Nasci atrás da penitenciária, numa casa de meia-água, com a fachada desbotada e avermelhada pela poeira da rua de terra solta. Não tinha luz elétrica, nem água encanada. Mas, era de telha, o que representava segurança, porque, na época, a cidade vivia sob o terror dos incêndios. E estes só aconteciam nas casas cobertas por palhas - de carnaubeira ou babaçu. Havia dia de ocorrer de três a quatro incêndios. Fato nunca devidamente investigado pelas autoridades, que acabavam jogando a culpa nos políticos da Oposição. Estes replicavam, dizendo que o governo queria livrar a cidade dos pobres, por isso lhes queimava as casas. E aquela foi a melhor que meu pai conseguiu alugar para alojar a família. Recém-emigrado do Maranhão, ele ganhava a vida trabalhando exaustivamente, fazendo de tudo na garapeira do amigo conterrâneo. E eu cheguei naquele clima aterrorizante, numa madrugada chuvosa. De modo inesperado até, sem parteira por perto. O que obrigou papai a sair, no temporal, às carreiras pela cidade que pouco conhecia, à cata de uma. Mas, não deu para esperar. Quando ele chegou com a parteira, por sinal, semi-cega, eu já estava entre as pernas de minha mãe, esperneando aos berros. O cordão umbilical foi cortado pelo tato.

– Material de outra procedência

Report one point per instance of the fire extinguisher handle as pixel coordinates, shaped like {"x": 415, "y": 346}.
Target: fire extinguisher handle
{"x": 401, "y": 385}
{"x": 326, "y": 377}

      A penitenciária me fascinava. Não pela dimensão de seu prédio, ou pela altura de seu muro, coberto por fios elétricos descascados. Conta-se que fugitivos morreram eletrocutados por esses fios. Essa fascinação consistia numa curiosidade de saber o que se passava no seu interior e de como era a vida de seus habitantes e a razão que os levou para ali. Quando indagava às pessoas grandes esse motivo, respondiam-me com evasivas respostas, ou de modo vago, lacônico, talvez, por comodidade ou por acreditarem que criança não devia saber dessas coisas. E me enfatizavam que preso não prestava, era gente ruim, sem alma, capaz de tudo. Isso, com certeza, me foi desenvolvendo um sentimento para com ele de repulsa, desprezo. Quando via a turma de presos limpando as ruas, as praças ou descendo escoltados a Firmino Pires, rumo ao Tribunal, sentia algo como se fosse nojo. Realmente, pareciam uns párias: maltrapilhos, subnutridos. Espantava-me que os meninos de minha rua não tivessem o mesmo sentimento, pois demonstravam admiração e até piedade. Também não metiam medo. Nem mesmo um de quem diziam que matava crianças para comer os miolos. Os famosos, sobre os quais corriam estórias de bravura e valentia, como o Canaã, ou Zezé Leão, simplesmente, eu não acreditava nessas estórias. E as achava iguais, sem valor algum. Nos julgamentos de crimes envolvendo gente importante, que a Rádio Difusora se preocupava em transmitir, sempre me colocava ao lado da acusação. E me revoltava com a absolvição. No entanto, a curiosidade de saber o cotidiano da cadeia estava comigo.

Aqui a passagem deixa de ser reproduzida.